Related Expertise: Business Strategy, Business Transformation, Social Impact
Companies often look to the decade ahead to ground their strategies in long-term shifts. After the COVID-19 crisis forced leaders to shift their attention to navigating critical short-term issues, many are now refocusing on the longer-term agenda for their businesses. In contrast to the global financial crisis, which seemingly slowed the long-term change agenda, COVID-19 has done exactly the opposite: long-term imperatives have been accelerated by the pandemic.
Two years ago, we laid out an agenda for business leaders to win the ’20s, which examined the ongoing forces reshaping business and identified five broad imperatives for companies across regions and industries. COVID-19 and the surrounding events have sharpened and heightened this agenda, making it even more critical for success in the remainder of this decade. In this article, we revisit these imperatives and discuss how they have been underlined and accelerated by the crisis.
In the classical model of strategy, businesses compete within well-defined industries, provide a stable set of offerings, and pursue static forms of advantage such as scale and differentiation. However, the business context has become more complex and dynamic in recent decades. Economic, political, and competitive uncertainty has increased; industry boundaries are blurring; and technology is commoditizing or making existing offerings and business models obsolete more quickly.
To reinvent their strategies for the new context, we argued that companies must master new dimensions of competition. Companies need to compete on the rate of organizational learning—rapidly discovering changes in the context, assessing the implications, and adapting offerings and business models accordingly. They also need to build resilience to unexpected shocks, and harness imagination to create new offerings or business models that could drive future growth.
The rapid changes experienced throughout the COVID-19 crisis underlined the need for learning and adaptation. Consumer demand shifted unpredictably as a result of health concerns, activity restrictions, and economic challenges, and companies that were better positioned to navigate this dynamic environment gained advantage. For example, demand for hand and power tools dropped dramatically in the early stages of the pandemic as consumers cut discretionary spending and distancing measures impeded sales; but within several weeks it rebounded beyond prior levels, driven by increased home improvement activity. By mobilizing swiftly and investing when the rebound was still nascent, Stanley Black & Decker expanded market share.
The crisis caused a significant dispersion in corporate performance—for example, in China (where the shock and recovery came earliest), the spread in total shareholder return between leading and lagging companies nearly doubled compared with the prior year. But the resilience imperative will not go away as the crisis abates; resilience has a disproportionate impact on long-term success, and the need to thrive amid potential shocks is greater than ever. Similarly, many businesses reimagined themselves to deal with new needs brought about by the pandemic—even in traditionally slow-moving sectors like health care and education—and more will be needed to address the multifaceted challenges that the rest of the decade will pose.
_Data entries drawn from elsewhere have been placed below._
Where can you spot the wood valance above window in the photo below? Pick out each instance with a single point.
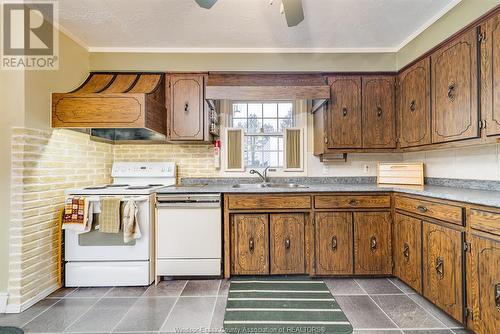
(267, 87)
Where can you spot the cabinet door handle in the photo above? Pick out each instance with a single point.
(406, 251)
(497, 295)
(422, 208)
(440, 267)
(451, 91)
(334, 243)
(413, 105)
(373, 243)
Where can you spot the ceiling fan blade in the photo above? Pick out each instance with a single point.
(293, 12)
(207, 4)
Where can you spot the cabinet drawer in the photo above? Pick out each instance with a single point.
(351, 201)
(486, 221)
(269, 202)
(445, 212)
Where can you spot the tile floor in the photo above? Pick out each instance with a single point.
(197, 306)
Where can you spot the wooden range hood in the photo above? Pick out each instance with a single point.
(268, 86)
(115, 107)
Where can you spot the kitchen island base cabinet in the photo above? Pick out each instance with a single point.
(250, 244)
(333, 231)
(407, 250)
(442, 268)
(372, 243)
(483, 283)
(287, 254)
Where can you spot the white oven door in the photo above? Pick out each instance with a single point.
(97, 246)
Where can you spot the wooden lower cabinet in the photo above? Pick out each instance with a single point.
(442, 268)
(333, 248)
(372, 243)
(483, 285)
(287, 231)
(250, 244)
(407, 250)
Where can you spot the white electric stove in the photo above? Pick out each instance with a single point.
(103, 259)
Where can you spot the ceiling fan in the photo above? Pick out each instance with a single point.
(291, 8)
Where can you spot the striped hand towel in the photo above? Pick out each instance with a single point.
(109, 218)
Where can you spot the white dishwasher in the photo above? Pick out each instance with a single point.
(188, 235)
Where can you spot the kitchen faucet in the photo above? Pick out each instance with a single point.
(263, 176)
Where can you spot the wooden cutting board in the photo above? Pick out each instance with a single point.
(411, 173)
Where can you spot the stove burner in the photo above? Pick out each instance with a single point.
(95, 187)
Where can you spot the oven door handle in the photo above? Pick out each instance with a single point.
(191, 205)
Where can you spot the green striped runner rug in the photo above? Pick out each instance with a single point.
(283, 305)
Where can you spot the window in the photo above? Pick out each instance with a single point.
(263, 124)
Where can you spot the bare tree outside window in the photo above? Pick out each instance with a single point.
(264, 124)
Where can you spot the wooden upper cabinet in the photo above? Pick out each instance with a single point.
(186, 107)
(250, 244)
(442, 268)
(287, 243)
(378, 109)
(333, 232)
(372, 243)
(344, 116)
(454, 90)
(407, 250)
(414, 102)
(483, 285)
(490, 75)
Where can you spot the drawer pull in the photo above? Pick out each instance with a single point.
(422, 208)
(334, 243)
(406, 251)
(497, 295)
(373, 244)
(440, 267)
(287, 243)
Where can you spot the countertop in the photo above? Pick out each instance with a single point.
(472, 196)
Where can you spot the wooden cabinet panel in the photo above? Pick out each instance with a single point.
(414, 101)
(269, 201)
(407, 250)
(287, 243)
(344, 116)
(442, 268)
(378, 109)
(485, 221)
(490, 75)
(454, 90)
(446, 212)
(372, 243)
(483, 285)
(351, 201)
(250, 244)
(333, 231)
(186, 107)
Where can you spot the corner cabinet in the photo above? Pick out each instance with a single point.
(454, 90)
(379, 117)
(414, 102)
(187, 110)
(489, 36)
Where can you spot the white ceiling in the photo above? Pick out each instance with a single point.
(247, 25)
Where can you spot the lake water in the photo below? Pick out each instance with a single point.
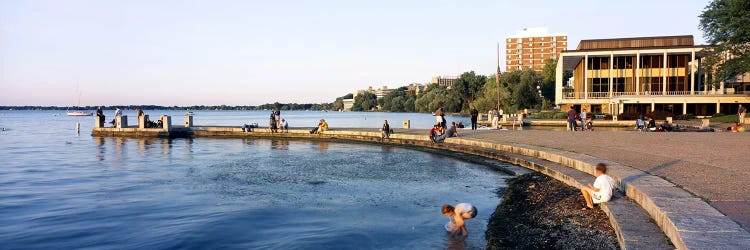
(59, 190)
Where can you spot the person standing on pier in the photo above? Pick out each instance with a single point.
(572, 118)
(474, 116)
(495, 119)
(440, 117)
(118, 113)
(386, 130)
(100, 113)
(272, 123)
(284, 126)
(741, 111)
(583, 119)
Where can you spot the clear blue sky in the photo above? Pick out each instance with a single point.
(253, 52)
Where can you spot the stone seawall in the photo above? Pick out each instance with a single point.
(686, 220)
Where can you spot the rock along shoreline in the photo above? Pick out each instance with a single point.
(538, 212)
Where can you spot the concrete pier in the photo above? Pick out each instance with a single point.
(661, 203)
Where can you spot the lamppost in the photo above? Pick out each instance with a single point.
(541, 98)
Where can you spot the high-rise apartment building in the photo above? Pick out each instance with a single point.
(531, 47)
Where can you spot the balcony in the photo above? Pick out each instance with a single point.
(571, 94)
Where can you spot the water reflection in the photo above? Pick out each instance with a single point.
(321, 146)
(280, 144)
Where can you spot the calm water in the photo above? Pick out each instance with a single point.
(59, 190)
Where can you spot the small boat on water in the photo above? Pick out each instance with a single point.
(80, 113)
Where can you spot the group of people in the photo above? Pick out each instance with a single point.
(584, 118)
(439, 134)
(322, 127)
(276, 124)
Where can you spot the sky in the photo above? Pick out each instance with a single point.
(106, 52)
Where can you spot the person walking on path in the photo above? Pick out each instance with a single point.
(474, 116)
(741, 111)
(602, 189)
(572, 119)
(582, 115)
(495, 119)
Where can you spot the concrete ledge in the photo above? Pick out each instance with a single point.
(687, 221)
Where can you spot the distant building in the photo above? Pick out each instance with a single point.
(644, 74)
(444, 81)
(348, 103)
(382, 91)
(414, 89)
(531, 47)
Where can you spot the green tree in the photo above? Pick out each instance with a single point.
(468, 86)
(549, 77)
(487, 99)
(365, 102)
(438, 97)
(388, 104)
(726, 26)
(409, 105)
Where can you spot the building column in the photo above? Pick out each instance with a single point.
(693, 69)
(664, 74)
(637, 73)
(653, 105)
(718, 106)
(611, 61)
(586, 77)
(705, 82)
(559, 81)
(684, 107)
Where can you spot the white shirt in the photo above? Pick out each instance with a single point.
(463, 208)
(606, 185)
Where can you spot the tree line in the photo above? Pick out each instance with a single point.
(268, 106)
(517, 90)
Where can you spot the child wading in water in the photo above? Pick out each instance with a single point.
(458, 215)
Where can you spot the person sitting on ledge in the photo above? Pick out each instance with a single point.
(450, 132)
(435, 132)
(602, 189)
(458, 215)
(651, 124)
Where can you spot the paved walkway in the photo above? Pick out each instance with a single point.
(715, 166)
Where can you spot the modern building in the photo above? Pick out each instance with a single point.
(348, 104)
(382, 91)
(444, 81)
(531, 47)
(644, 74)
(414, 89)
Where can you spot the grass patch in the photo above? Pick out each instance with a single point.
(725, 119)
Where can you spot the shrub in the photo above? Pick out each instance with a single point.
(549, 115)
(628, 116)
(660, 115)
(684, 117)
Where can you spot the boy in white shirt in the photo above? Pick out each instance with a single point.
(602, 189)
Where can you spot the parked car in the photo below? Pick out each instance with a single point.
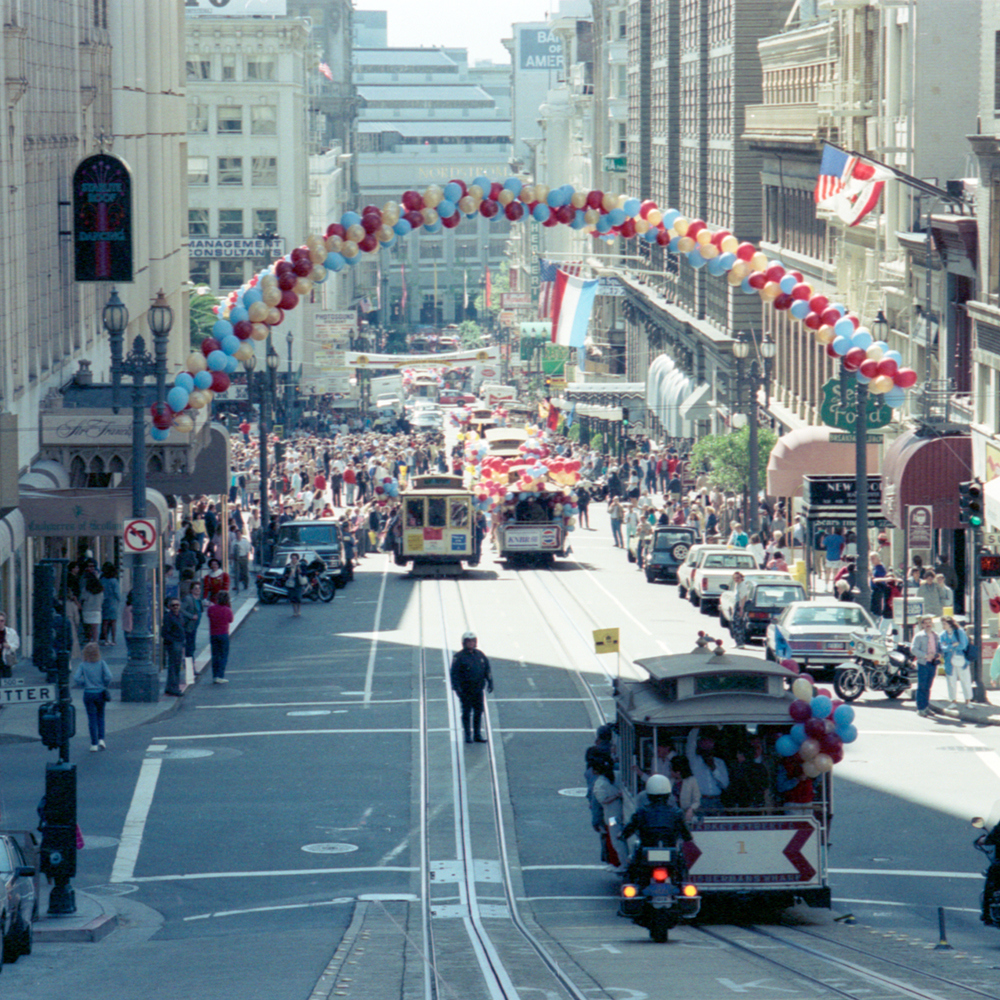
(322, 537)
(768, 595)
(816, 633)
(19, 902)
(666, 549)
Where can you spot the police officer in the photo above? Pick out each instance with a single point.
(470, 673)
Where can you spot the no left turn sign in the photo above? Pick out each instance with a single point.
(140, 535)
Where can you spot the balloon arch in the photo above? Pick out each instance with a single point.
(262, 302)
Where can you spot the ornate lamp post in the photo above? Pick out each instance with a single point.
(140, 679)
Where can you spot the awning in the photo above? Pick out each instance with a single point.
(925, 470)
(81, 512)
(810, 452)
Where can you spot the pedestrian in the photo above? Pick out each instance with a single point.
(109, 605)
(172, 632)
(926, 649)
(94, 676)
(220, 617)
(955, 650)
(470, 674)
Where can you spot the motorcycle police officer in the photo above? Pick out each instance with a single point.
(470, 674)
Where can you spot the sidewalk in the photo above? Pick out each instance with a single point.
(19, 723)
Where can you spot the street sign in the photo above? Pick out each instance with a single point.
(29, 695)
(606, 640)
(139, 535)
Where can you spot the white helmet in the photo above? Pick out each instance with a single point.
(658, 784)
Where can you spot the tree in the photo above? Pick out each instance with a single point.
(202, 318)
(727, 457)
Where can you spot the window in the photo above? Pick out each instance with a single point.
(230, 273)
(265, 220)
(197, 118)
(197, 222)
(200, 272)
(230, 221)
(197, 170)
(230, 170)
(265, 171)
(199, 69)
(230, 119)
(264, 120)
(260, 68)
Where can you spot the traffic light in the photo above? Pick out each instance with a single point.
(970, 503)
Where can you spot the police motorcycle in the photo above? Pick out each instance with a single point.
(271, 585)
(988, 843)
(879, 663)
(655, 894)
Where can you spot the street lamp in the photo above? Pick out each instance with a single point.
(140, 679)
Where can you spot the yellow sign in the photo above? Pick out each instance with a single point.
(606, 640)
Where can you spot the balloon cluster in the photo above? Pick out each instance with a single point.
(822, 727)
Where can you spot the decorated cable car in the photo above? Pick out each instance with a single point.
(437, 527)
(764, 838)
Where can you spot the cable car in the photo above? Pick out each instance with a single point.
(759, 845)
(438, 526)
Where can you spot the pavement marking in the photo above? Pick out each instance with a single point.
(127, 854)
(370, 674)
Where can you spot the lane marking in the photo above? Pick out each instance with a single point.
(127, 854)
(370, 674)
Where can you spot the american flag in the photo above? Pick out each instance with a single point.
(547, 275)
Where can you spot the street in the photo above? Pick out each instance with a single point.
(239, 836)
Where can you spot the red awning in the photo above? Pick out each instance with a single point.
(925, 470)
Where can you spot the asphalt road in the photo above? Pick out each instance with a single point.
(237, 834)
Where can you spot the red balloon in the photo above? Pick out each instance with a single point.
(799, 710)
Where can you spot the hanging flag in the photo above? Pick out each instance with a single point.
(547, 270)
(848, 185)
(572, 304)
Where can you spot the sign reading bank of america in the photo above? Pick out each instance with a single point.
(224, 246)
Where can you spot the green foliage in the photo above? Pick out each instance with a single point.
(728, 457)
(201, 318)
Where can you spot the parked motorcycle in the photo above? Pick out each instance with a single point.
(655, 894)
(271, 587)
(877, 663)
(988, 843)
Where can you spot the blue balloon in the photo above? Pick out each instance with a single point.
(217, 361)
(177, 398)
(821, 706)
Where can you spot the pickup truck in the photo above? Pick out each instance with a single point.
(712, 569)
(768, 594)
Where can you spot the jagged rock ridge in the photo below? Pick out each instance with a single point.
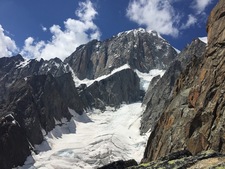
(160, 93)
(140, 49)
(194, 119)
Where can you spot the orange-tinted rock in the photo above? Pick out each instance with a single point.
(199, 124)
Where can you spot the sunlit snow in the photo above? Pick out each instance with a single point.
(92, 140)
(95, 138)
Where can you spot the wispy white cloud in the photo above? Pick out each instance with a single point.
(163, 17)
(7, 45)
(154, 14)
(200, 5)
(64, 41)
(44, 28)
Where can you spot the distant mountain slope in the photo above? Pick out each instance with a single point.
(138, 48)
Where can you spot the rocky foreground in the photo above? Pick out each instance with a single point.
(190, 130)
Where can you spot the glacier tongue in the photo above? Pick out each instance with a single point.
(98, 138)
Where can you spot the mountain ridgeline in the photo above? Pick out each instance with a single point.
(184, 109)
(37, 95)
(140, 49)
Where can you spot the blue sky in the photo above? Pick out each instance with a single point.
(54, 28)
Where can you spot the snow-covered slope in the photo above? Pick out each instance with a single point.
(92, 140)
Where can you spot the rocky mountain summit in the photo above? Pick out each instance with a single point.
(40, 95)
(138, 48)
(160, 93)
(194, 118)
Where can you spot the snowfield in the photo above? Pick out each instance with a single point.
(92, 140)
(95, 138)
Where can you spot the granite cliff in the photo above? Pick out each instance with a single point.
(194, 118)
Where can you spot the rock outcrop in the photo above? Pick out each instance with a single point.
(14, 146)
(120, 164)
(194, 119)
(16, 67)
(184, 159)
(160, 92)
(121, 87)
(140, 49)
(40, 100)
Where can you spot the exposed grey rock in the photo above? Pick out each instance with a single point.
(14, 146)
(160, 94)
(121, 87)
(184, 159)
(140, 49)
(16, 67)
(120, 164)
(197, 124)
(39, 100)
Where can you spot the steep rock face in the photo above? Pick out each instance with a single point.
(184, 159)
(14, 147)
(39, 100)
(194, 120)
(16, 67)
(123, 86)
(140, 49)
(160, 93)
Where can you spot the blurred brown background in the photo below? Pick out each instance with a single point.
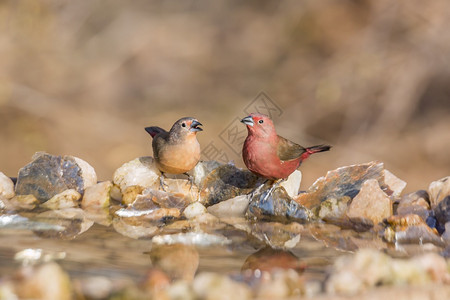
(371, 78)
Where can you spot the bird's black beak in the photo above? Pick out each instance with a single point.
(194, 126)
(248, 121)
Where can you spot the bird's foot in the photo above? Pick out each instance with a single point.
(190, 179)
(162, 184)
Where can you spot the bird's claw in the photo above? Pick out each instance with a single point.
(190, 179)
(162, 184)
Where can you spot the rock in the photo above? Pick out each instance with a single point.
(292, 184)
(410, 229)
(181, 188)
(133, 229)
(439, 190)
(141, 171)
(271, 260)
(179, 261)
(48, 175)
(202, 169)
(442, 211)
(191, 238)
(6, 187)
(234, 207)
(21, 202)
(273, 234)
(66, 199)
(220, 287)
(48, 281)
(130, 193)
(395, 184)
(226, 182)
(370, 203)
(415, 203)
(277, 206)
(193, 210)
(344, 181)
(333, 210)
(96, 201)
(73, 221)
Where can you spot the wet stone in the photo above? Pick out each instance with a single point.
(66, 199)
(439, 190)
(96, 201)
(73, 222)
(277, 206)
(234, 207)
(6, 187)
(411, 229)
(226, 182)
(48, 175)
(417, 203)
(442, 211)
(370, 203)
(202, 169)
(344, 181)
(395, 184)
(267, 260)
(21, 202)
(179, 261)
(141, 171)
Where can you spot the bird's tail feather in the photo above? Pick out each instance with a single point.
(318, 148)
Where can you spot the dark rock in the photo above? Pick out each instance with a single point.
(268, 259)
(226, 182)
(442, 211)
(278, 207)
(48, 175)
(345, 181)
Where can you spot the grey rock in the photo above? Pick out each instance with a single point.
(48, 175)
(277, 207)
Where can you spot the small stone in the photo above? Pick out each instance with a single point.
(130, 193)
(178, 261)
(135, 230)
(21, 202)
(395, 184)
(344, 181)
(439, 190)
(180, 187)
(191, 238)
(292, 184)
(442, 211)
(417, 203)
(193, 210)
(234, 207)
(141, 171)
(6, 187)
(226, 182)
(271, 260)
(370, 203)
(36, 283)
(277, 206)
(48, 175)
(202, 169)
(73, 221)
(96, 201)
(220, 287)
(67, 199)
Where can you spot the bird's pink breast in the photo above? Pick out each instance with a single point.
(261, 158)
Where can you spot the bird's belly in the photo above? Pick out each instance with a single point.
(266, 163)
(179, 159)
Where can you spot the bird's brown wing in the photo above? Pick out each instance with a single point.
(287, 150)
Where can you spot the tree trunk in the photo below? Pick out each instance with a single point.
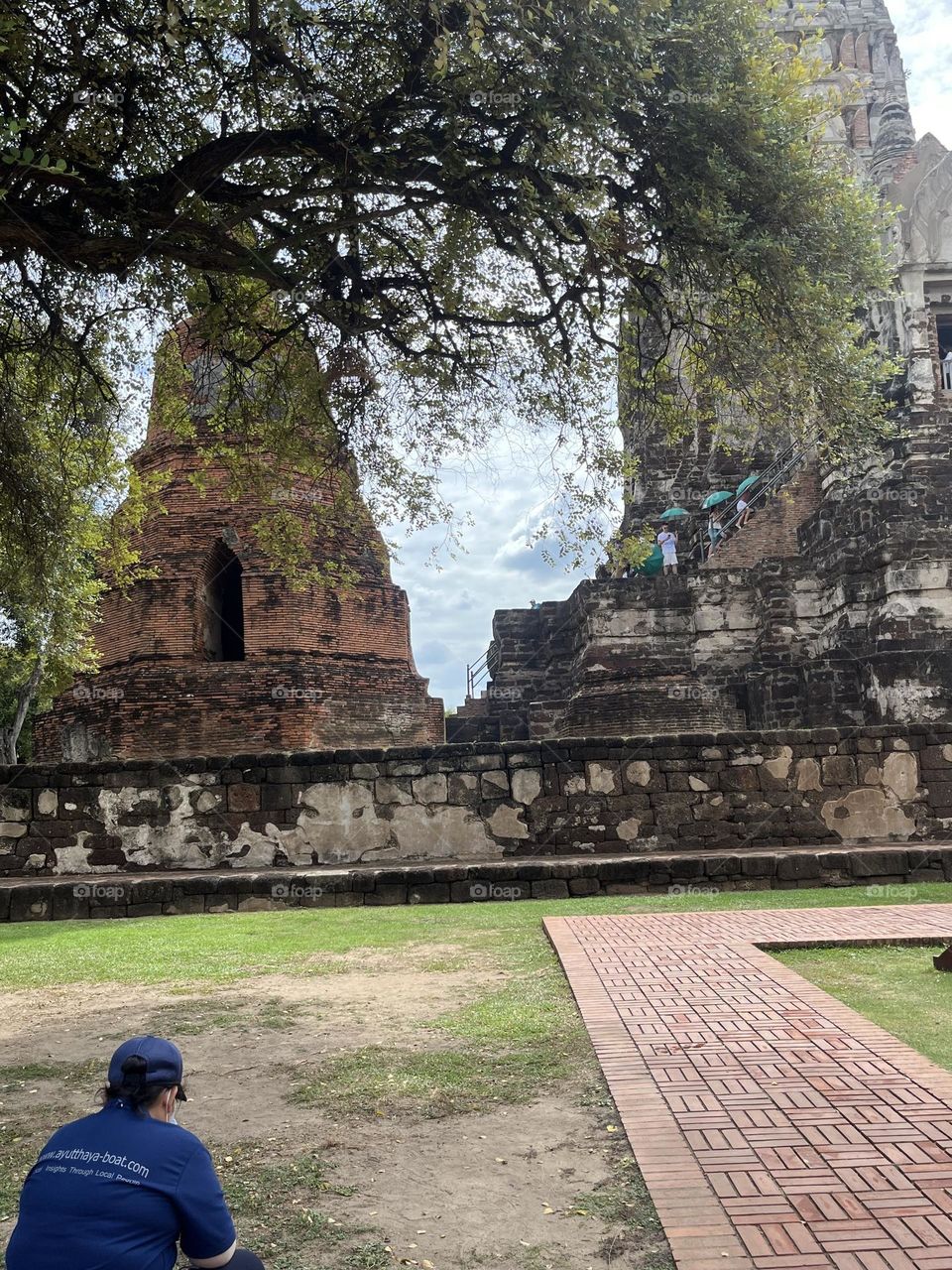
(9, 737)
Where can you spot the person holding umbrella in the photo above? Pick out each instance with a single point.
(743, 504)
(715, 527)
(667, 539)
(667, 543)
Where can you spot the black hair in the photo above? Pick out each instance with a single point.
(134, 1089)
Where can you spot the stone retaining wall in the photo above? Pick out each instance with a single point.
(885, 873)
(483, 802)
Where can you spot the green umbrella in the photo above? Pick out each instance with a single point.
(721, 495)
(653, 564)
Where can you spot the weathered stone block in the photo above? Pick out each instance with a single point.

Looking forward, leaders will need to redouble their efforts on three fronts to reinvent their strategies for a more dynamic context:
The changing business context is revealing the limitations of traditional organizational models, which were generally designed for executing fixed tasks efficiently, not for optimizing learning and adaptation. At the same time, the rise of artificial intelligence offers tremendous potential to transform businesses, but achieving that potential—and unlocking human capabilities accordingly—will require new ways of working and organizing.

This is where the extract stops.